BofA Argues It Shouldn’t Pay Penalty in Countrywide Case
The government argued earlier that, given the egregiousness of the fraud, the Charlotte, North Carolina-based bank should pay the maximum penalty of $863 million. The bank, in its filing yesterday in federal court in Manhattan, said it should pay $1.1 million at the most.
Bank of America’s Countrywide unit was found liable by a federal jury last month for selling the government-sponsored entities thousands of defective loans in the first mortgage-fraud case brought by the U.S. to go to trial.
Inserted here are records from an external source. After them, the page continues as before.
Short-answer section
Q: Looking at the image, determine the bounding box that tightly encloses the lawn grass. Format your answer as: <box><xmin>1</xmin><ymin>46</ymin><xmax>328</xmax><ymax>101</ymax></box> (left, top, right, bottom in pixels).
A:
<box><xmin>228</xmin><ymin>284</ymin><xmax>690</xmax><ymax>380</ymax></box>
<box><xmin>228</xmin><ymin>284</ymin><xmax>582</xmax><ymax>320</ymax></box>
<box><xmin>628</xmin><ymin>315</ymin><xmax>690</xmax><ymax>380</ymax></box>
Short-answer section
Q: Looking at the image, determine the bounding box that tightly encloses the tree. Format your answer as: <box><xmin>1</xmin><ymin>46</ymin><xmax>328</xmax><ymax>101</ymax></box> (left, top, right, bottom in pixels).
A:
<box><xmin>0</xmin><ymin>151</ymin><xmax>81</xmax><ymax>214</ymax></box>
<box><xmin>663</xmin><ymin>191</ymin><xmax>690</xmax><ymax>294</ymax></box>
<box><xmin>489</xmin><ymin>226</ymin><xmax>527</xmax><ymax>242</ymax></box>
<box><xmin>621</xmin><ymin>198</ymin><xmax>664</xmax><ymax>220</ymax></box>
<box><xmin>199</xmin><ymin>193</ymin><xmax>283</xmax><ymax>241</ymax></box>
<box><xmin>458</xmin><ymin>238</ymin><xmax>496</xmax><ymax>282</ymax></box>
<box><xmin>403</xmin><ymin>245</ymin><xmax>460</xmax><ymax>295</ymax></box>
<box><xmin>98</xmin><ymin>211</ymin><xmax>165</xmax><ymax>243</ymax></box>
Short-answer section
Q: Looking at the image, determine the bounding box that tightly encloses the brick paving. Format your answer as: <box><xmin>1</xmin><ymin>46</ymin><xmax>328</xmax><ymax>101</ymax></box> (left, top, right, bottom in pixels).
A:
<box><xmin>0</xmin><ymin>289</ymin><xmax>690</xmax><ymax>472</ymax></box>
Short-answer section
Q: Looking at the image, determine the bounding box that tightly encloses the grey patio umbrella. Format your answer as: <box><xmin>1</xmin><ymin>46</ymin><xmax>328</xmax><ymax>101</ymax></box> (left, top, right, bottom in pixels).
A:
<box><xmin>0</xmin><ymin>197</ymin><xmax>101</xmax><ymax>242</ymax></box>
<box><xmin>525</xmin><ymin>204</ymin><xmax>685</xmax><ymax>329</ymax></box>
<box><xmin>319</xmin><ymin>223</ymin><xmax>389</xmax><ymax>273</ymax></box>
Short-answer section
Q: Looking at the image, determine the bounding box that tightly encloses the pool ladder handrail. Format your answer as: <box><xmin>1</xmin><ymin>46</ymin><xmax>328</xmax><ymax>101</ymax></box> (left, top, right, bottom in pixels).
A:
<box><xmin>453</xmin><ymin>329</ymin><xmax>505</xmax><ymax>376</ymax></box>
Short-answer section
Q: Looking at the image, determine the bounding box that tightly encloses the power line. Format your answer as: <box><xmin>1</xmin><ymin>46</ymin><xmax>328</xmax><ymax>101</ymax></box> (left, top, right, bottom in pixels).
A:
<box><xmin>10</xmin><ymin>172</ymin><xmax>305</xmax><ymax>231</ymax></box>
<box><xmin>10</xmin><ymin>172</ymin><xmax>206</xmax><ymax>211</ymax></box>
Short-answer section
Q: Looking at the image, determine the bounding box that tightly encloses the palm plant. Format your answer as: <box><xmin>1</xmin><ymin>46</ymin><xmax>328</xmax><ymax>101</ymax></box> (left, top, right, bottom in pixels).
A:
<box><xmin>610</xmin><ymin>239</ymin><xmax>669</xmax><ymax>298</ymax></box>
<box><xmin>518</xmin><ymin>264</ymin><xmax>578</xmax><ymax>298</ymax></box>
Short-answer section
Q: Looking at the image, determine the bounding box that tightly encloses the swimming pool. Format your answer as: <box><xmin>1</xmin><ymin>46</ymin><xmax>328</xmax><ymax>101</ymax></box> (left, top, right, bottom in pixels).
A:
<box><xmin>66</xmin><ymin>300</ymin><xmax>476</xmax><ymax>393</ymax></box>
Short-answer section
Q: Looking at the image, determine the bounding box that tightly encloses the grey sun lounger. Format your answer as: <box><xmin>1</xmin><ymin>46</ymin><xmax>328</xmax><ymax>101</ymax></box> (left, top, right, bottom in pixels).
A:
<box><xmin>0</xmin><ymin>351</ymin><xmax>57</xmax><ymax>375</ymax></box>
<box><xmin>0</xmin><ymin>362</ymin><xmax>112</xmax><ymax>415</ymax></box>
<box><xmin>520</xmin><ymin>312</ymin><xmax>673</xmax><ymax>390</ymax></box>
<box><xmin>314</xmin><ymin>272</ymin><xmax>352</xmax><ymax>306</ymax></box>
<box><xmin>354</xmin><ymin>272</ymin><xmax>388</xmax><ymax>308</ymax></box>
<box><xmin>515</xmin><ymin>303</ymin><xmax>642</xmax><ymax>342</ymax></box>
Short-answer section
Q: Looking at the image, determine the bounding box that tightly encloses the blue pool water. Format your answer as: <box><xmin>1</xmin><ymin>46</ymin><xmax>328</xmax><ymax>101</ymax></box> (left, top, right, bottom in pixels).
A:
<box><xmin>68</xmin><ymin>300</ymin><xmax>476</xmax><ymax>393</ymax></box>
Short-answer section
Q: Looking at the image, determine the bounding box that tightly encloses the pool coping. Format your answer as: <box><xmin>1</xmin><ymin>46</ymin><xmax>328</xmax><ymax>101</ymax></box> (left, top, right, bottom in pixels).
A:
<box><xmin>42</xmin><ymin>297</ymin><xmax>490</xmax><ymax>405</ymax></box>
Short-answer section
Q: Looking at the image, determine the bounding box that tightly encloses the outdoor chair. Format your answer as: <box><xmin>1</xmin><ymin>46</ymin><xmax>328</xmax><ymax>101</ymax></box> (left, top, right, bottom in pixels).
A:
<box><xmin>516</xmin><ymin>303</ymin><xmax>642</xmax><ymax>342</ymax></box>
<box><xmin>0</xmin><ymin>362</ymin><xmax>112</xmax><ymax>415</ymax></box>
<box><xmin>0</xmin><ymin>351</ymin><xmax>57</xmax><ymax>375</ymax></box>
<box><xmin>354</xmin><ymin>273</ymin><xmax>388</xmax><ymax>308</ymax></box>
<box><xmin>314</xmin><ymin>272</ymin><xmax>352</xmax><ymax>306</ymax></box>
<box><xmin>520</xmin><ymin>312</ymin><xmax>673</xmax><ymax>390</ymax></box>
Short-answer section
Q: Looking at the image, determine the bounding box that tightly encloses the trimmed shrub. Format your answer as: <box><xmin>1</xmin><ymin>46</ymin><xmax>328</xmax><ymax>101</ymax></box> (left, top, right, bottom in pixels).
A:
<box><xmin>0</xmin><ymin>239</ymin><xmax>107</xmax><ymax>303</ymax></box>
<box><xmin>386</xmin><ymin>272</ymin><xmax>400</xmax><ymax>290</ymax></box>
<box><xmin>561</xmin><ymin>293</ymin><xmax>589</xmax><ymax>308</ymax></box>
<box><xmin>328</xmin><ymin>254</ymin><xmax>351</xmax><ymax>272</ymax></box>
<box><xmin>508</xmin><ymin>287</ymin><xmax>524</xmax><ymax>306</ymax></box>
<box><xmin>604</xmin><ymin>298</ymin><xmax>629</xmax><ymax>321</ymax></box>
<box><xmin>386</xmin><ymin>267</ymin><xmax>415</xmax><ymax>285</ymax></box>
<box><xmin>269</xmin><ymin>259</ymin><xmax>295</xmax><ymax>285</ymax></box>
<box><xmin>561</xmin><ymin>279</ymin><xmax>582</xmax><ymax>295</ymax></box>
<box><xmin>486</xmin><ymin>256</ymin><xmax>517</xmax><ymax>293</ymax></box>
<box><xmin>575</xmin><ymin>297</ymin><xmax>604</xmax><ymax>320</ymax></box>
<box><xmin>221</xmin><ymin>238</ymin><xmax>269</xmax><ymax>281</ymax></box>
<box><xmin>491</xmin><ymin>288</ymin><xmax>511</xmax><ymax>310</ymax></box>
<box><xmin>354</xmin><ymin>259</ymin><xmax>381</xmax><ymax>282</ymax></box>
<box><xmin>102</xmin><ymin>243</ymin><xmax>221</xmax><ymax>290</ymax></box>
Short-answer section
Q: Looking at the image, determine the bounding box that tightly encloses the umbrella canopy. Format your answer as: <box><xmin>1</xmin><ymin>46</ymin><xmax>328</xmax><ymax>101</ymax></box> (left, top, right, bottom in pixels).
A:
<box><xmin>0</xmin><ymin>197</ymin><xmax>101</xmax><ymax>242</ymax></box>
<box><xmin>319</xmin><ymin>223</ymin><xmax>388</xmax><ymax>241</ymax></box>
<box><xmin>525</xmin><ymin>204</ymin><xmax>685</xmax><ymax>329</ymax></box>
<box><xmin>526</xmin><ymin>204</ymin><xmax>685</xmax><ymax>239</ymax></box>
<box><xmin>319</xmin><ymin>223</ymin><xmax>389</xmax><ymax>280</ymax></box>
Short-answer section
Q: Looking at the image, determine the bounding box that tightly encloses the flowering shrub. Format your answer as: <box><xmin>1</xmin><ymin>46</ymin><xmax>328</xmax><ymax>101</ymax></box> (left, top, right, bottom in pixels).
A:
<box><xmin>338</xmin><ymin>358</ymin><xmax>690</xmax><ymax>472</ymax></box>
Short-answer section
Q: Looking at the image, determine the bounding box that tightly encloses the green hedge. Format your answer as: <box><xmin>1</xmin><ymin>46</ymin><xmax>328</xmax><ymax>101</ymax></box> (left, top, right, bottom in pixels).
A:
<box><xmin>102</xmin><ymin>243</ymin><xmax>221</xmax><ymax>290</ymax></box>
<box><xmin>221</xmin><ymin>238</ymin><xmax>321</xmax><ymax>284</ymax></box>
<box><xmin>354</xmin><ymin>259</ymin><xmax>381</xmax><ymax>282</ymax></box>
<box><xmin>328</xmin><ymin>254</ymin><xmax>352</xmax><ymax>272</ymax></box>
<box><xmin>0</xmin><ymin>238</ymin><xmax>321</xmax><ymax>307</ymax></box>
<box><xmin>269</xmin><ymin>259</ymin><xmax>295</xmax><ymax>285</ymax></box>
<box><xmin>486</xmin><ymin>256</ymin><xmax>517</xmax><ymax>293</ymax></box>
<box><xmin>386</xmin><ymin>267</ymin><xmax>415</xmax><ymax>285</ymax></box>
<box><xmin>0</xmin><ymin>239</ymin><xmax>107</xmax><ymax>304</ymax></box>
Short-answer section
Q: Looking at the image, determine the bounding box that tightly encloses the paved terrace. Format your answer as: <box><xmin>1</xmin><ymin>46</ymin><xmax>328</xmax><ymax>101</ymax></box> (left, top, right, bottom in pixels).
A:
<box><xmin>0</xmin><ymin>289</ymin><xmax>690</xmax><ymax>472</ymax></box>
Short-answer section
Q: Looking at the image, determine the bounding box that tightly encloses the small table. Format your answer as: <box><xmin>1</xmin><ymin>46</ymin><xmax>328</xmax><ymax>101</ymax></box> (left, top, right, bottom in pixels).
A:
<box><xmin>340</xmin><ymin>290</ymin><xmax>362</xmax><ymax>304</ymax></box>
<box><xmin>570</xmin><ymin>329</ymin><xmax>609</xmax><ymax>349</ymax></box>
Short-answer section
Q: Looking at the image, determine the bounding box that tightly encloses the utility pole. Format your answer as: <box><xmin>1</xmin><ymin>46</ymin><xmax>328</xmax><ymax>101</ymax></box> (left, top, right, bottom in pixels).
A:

Bank of America argues the U.S. can’t prove that the scheme to misrepresent the quality of its High Speed Swim Lane or “HSSL” loans and not other factors were a proximate cause to any pecuniary loss to Fannie Mae and Freddie Mac.
“The government cannot show that any loss suffered by Fannie and Freddie in connection with the HSSL loans proximately resulted from a misrepresentation by Countrywide about the loans, as opposed to other factors such as the worldwide mortgage crisis, which had an enormous effect on mortgage loans purchased by Fannie and Freddie during the relevant period,” the bank said in the filing.
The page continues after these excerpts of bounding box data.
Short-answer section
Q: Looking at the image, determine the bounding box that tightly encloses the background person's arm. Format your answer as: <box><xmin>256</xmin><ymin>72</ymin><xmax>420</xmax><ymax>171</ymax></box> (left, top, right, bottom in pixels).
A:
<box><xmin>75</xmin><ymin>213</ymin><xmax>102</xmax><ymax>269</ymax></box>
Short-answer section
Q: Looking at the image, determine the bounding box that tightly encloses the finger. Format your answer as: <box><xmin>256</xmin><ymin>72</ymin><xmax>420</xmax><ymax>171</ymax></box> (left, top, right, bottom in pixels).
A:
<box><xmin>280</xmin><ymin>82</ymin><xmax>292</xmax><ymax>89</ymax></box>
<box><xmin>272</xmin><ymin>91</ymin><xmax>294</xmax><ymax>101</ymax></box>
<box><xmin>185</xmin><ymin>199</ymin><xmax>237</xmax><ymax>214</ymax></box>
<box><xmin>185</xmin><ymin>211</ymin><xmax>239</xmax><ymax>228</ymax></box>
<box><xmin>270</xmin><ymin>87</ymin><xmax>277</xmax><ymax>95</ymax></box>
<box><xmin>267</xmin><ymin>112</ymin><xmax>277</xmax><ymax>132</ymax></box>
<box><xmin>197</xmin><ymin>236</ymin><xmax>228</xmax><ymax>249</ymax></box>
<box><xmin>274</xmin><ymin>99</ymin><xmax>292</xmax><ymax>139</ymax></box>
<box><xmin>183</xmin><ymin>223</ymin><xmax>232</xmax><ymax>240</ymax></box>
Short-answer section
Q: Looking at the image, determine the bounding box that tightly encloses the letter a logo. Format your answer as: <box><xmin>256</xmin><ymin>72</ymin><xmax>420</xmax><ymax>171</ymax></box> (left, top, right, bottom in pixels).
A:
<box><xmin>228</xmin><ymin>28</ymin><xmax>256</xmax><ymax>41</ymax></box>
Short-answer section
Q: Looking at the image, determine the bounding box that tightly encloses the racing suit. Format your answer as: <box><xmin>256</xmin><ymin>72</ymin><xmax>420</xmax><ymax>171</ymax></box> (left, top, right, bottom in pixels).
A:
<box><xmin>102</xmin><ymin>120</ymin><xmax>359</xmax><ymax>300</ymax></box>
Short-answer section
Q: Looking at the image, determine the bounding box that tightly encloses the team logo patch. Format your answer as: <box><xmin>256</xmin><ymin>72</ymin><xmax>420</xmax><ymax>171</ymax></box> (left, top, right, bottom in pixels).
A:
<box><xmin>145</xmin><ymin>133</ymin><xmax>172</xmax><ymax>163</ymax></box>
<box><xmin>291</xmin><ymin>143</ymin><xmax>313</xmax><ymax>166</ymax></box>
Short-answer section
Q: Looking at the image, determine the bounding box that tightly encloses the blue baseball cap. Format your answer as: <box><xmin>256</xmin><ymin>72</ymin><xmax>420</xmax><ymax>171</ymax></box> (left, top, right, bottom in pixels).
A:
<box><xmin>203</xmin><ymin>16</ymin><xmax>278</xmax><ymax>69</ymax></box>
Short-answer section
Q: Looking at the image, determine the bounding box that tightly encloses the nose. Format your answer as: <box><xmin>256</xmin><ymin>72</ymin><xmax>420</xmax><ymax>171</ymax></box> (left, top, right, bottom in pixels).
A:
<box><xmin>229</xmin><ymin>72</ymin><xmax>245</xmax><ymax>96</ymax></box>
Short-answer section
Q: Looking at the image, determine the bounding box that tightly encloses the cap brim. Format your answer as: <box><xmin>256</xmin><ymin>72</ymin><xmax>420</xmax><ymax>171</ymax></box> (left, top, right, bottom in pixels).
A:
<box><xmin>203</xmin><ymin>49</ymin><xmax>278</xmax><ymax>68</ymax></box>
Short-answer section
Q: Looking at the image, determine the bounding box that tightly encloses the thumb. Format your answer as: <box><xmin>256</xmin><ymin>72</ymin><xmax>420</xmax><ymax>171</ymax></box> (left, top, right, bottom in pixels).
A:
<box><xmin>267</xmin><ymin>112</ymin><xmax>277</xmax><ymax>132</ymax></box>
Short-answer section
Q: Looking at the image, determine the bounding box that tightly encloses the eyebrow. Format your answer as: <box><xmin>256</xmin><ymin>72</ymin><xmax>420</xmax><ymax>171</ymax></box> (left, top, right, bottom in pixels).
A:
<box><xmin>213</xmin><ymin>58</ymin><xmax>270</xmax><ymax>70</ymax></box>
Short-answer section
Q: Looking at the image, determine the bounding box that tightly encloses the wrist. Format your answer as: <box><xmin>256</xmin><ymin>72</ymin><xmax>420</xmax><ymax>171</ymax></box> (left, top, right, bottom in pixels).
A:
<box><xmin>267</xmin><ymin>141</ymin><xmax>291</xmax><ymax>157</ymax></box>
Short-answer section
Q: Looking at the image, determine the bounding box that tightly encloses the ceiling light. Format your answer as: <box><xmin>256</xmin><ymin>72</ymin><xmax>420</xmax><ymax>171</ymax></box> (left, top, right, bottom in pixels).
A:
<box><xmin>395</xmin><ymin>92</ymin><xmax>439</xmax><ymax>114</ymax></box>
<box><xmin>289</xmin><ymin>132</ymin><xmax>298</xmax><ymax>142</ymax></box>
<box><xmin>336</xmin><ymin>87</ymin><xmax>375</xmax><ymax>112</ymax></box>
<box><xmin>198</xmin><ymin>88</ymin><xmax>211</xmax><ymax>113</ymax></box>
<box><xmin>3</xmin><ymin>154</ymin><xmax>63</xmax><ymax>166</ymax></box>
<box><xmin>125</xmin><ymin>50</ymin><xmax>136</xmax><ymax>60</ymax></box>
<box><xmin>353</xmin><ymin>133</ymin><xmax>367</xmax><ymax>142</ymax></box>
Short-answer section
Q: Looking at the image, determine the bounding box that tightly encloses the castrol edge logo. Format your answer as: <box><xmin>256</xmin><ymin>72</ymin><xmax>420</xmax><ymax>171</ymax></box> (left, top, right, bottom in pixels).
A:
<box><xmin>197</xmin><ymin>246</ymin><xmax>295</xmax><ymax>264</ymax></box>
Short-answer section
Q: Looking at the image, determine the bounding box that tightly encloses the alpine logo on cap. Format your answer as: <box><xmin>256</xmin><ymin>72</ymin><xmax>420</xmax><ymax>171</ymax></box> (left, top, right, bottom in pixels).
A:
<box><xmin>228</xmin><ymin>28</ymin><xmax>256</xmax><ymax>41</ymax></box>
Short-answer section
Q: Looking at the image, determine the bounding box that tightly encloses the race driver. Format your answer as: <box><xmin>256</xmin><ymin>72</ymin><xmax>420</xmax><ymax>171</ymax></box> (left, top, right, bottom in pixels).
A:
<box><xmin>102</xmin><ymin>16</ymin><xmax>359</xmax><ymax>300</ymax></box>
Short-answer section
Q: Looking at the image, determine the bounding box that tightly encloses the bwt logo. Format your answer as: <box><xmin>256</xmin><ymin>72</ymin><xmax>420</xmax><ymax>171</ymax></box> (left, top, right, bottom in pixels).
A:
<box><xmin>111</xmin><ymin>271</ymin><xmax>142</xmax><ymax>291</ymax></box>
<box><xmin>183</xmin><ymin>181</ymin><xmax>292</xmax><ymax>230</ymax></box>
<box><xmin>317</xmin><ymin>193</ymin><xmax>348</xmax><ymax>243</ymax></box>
The case, brought under the Financial Institution Reform, Recovery and Enforcement Act of 1989 or FIRREA, has been used by Manhattan U.S. Attorney Preet Bharara’s office at least six times. The office has used the statute and another law to obtain almost $500 million in mortgage fraud recoveries. Bank of America said that the government’s calculated number of faulty loans of more than 28,882 is also incorrect and told U.S. District Court Judge Jed Rakoff, who is presiding over the case, that the U.S. isn’t entitled to a penalty hearing.
The case is U.S. v. Countrywide Financial Corp., 12-cv-01422, U.S. District Court, Southern District of New York (Manhattan).